Report: Kiwi Super Rugby teams set to relocate amid Covid threat
Discussions are reportedly underway to relocate New Zealand’s five Super Rugby Pacific teams, as well as Moana Pasifika, to Queenstown in an attempt to stifle the threat posed by the country’s fresh Covid outbreak.
According to various media reports, New Zealand Rugby [NZR], the New Zealand Rugby Players’ Association [NZRPA] and all six teams are in positive talks about the concept of centralising the Kiwi-based franchises in the Central Otago resort town.
Such a move is being planned in the hope of minimising the chance of Covid outbreaks within any of the six squads, which would result in cancelled games as the Omicron variant of the virus begins to spread throughout New Zealand.
Should any player contract the virus, the entire squad and management staff would be deemed close contacts and, under government protocols, would be forced to self-isolate for 10 days.
Multiple negative tests would then need to be returned before teams would be allowed to play again, making matches involving infected squads untenable, with fixtures unable to be rescheduled due to the rigid scheduling of Super Rugby Pacific.
While players may still contract Covid should the six New Zealand sides be based out of Queenstown, the logic behind centralising the teams is to reduce their exposure to close contacts in their households.
Queenstown stands as the preferred location for teams to be based due to the number of playing, training and accomodation facilities available to the franchises.
Reports indicate that teams may be centralised in Queenstown as early as next week ahead of the first match of the season, which, as it stands, is scheduled to kick-off with a clash between the Blues and Moana Pasifika at Mt Smart Stadium on February 18.
Although the move would be costly, it is understood that it is a preferred option ahead of having teams ruled ineligible to play at short notice – as happened with Auckland’s three NPC teams last year – because of the impact it would have on broadcast revenue.
“We’re talking about all six New Zealand-based clubs moving into one location,” NZR’s head of professional rugby Chris Lendrum told the New Zealand Herald.
“If we were to do that we think it would give ourselves a better chance to play those games without interruption. Nothing is foolproof but that is one thing under discussion.
“No one is looking at the options lightly but potentially drawing people into one location removes some of those challenges with compliance and mitigates the risk around close contacts.”

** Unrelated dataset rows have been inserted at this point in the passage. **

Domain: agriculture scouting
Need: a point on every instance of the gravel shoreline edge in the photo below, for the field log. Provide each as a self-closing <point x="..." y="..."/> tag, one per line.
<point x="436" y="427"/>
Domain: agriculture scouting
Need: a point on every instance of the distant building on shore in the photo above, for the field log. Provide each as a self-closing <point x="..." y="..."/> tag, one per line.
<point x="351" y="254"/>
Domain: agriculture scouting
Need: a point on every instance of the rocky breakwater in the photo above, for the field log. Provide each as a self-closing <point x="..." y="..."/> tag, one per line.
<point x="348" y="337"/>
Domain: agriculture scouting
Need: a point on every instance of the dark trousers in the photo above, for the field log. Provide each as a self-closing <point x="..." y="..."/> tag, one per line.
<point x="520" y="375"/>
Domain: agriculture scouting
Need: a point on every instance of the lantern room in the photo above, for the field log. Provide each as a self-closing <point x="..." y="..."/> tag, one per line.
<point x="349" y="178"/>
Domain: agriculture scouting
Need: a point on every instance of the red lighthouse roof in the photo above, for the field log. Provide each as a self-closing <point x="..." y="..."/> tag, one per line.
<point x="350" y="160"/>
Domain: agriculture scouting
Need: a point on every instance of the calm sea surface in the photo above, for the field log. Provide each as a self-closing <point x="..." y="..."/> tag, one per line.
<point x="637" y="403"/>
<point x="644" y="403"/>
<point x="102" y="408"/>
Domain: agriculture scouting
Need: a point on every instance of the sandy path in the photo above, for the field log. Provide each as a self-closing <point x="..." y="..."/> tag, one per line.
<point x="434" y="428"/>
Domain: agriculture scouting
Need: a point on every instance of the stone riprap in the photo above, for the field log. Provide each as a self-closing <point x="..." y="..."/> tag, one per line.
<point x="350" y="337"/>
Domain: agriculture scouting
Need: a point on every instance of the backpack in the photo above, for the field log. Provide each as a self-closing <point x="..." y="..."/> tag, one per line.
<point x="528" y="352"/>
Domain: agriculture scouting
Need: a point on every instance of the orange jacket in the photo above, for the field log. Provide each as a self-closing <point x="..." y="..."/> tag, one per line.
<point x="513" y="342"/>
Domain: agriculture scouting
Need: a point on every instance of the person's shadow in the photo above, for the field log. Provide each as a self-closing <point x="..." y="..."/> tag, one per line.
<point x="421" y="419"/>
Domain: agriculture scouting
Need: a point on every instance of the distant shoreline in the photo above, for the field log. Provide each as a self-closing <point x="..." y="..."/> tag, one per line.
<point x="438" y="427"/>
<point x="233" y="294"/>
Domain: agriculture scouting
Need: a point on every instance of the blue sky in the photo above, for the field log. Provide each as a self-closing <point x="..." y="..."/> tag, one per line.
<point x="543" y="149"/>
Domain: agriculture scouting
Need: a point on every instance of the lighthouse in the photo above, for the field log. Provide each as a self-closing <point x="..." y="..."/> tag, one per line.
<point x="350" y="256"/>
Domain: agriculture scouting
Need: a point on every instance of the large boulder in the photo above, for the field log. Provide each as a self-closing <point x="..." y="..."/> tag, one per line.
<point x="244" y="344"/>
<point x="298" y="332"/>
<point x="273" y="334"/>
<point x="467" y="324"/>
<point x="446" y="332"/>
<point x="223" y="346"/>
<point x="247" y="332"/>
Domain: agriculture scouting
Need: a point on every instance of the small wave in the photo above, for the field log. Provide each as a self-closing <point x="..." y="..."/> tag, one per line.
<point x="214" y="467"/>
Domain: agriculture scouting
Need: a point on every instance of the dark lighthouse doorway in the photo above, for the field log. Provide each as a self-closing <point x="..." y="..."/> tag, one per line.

Lendrum added that the move, which would be for a temporary or fixed-term period of possibly up to six weeks, would be a tough ask for players, especially for All Blacks who only left MIQ late last year following a three-month trip abroad.
However, he said that initial signals indicate that players are receptive of the plan as they understand the need to forge ahead with the campaign.
“It’s an imperfect scenario. There’s no doubt we’d be asking a lot of our players but they’ve been great partners during Covid,” Lendrum said.
“They want to play the competition so they understand why this is under discussion and why it’s an option. The indications are they’re supportive.”